This blog article covers:

  • Kali Linux tools: 
  • It explores the various tools available in Kali Linux, a popular operating system used for cybersecurity and penetration testing.
  • Dual booting Kali Linux with Windows: 
  • It provides a guide on how to install and set up Kali Linux alongside Windows, allowing users to choose between the two operating systems during startup.
  • Building a NAS using Raspberry OS Lite: 
  • It explains the process of creating a Network Attached Storage (NAS) system using Raspberry Pi with the lightweight Raspberry OS Lite operating system.
  • Pihole + unbound
  • It explains how you can set up network-wide ad blocking using your own Linux hardware.

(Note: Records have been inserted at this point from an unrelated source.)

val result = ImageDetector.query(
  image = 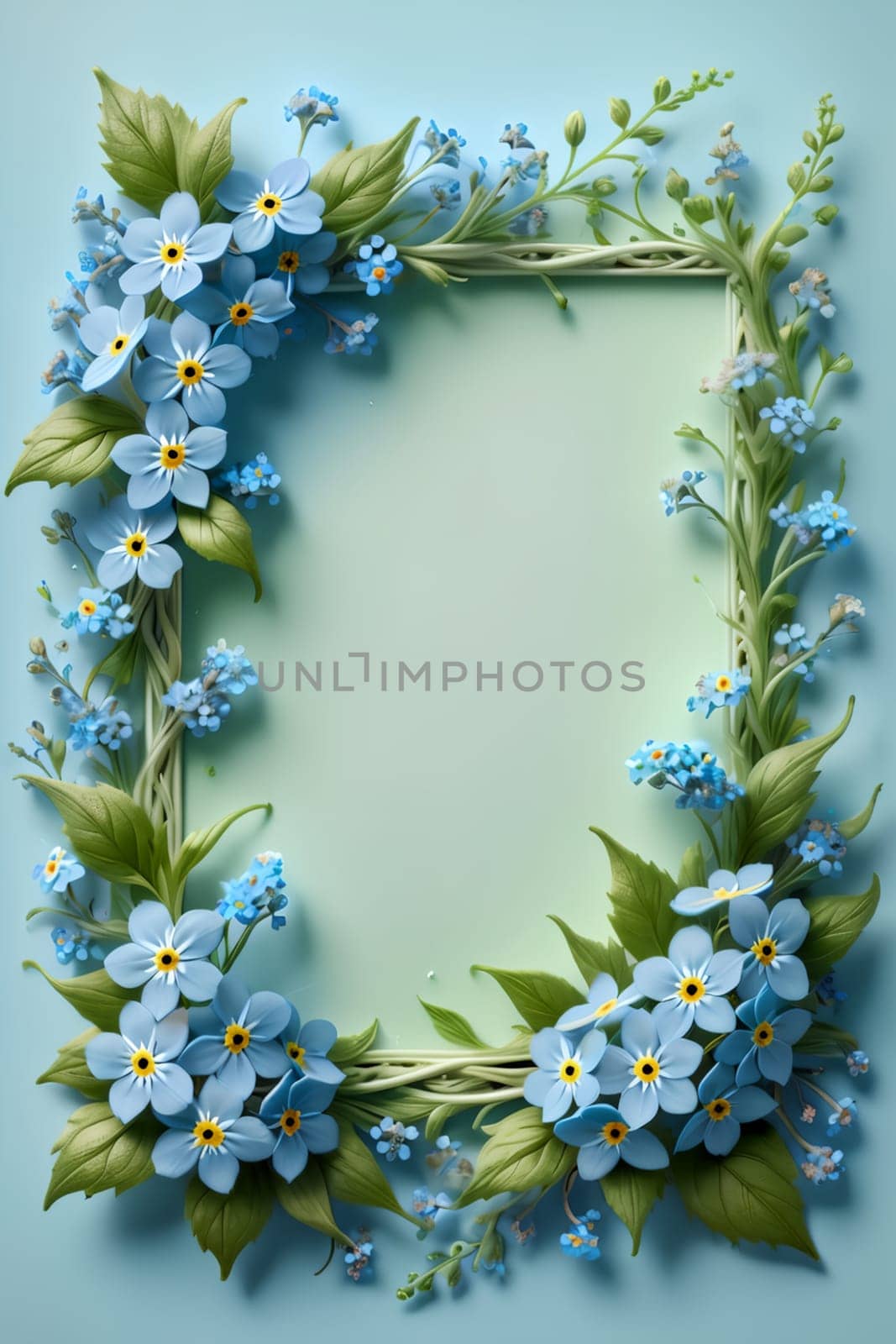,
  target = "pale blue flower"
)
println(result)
[112,402,227,509]
[106,900,224,1017]
[676,1064,778,1158]
[553,1107,666,1180]
[215,159,325,253]
[152,1078,274,1194]
[634,925,743,1037]
[118,191,231,302]
[85,1003,193,1125]
[670,863,773,916]
[78,286,149,392]
[522,1026,607,1125]
[728,896,809,1000]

The Pi-hole is a DNS sinkhole that helps protect your devices from unwanted content, all without the need to install any software on individual devices.
  • VNC Virtual mode Along with OMV
  • These steps enable you to install a basic virtual desktop environment on a headless Raspberry Pi Lite with OpenMediaVault. This allows you to access the desktop using a VNC viewer.



  • upgrade commands
  • DUAL Boot Kali Linux with Windows
  • GVM
  • Nessus
  • WiFi
  • GREP command
  • Configuring VPN
  • Scanning networks on monitor mode
  • Configuring NAS (Network Attached Storage) on Raspberry Pi
    • Install OMV - openMediaVault
    • Install Plex
    • Setting Up NordVPN
    • Enable Firewall on NAS
    • Installing Pihole
    • How to Change DNS in Kali Linux
  • Setting up VNC Server with OMV on Raspberry Pi Lite (Headless)
  • How to connect from Kali to Raspberry- Pi using  VNC-viewer 


Update the kali with complete Distribution upgrade:

  • sudo apt update
  • sudo apt upgrade
  • sudo apt full-upgrade -y
  • sudo apt dist-upgrade -y
Same on windows equivalent
PS C:\Users> winget.exe upgrade --all --include-unknown

How to Get Hostname and version of linux

  • hostnamectl
  • lsb_release -a
  • cat /etc/os-release

  • external ip address
  • $ curl

Search a command to install from CLI:

:~ $ apt search hwinfo

Sorting... Done                                                                                                                    
Full Text Search... Done                                                                                                          
backupninja/oldstable,oldstable 1.2.1-1 all                                                                                        
  lightweight, extensible meta-backup system                                                                                      
forensics-extra/oldstable,oldstable 2.29 all                                                                                      
  Forensics Environment - extra console components (metapackage)                                                                  
hwinfo/oldstable 21.72-1 arm64                                                                                                    
  Hardware identification system                                                                                                  
libhd-dev/oldstable 21.72-1 arm64
  Hardware identification system library and headers

libhd-doc/oldstable,oldstable 21.72-1 all
  Hardware identification system library documentation

libhd21/oldstable 21.72-1 arm64
  Hardware identification system library

:~ $ sudo apt install hwinfo

Kali Linux : Boot loop error

To enter in to terminal window use :- Ctrl+ALT+F1

  • kali@kali: ls -la

Now check the user under  .Xauthority & .ICEauthority, it should be user:user not as root:root

  • kali@kali: sudo chown kali:kali .Xauthority
  • kali@kali: sudo chown kali:kali .ICEauthority
  • kali@kali: reboot

Now the login should work. 

Mount a Network folder on Linux

  • Sudo apt install cifs-utils
  • sudo mkdir /mnt/nwshare
  • sudo mount -t cifs // /mnt/nwshare
    • prompt to enter the network password. 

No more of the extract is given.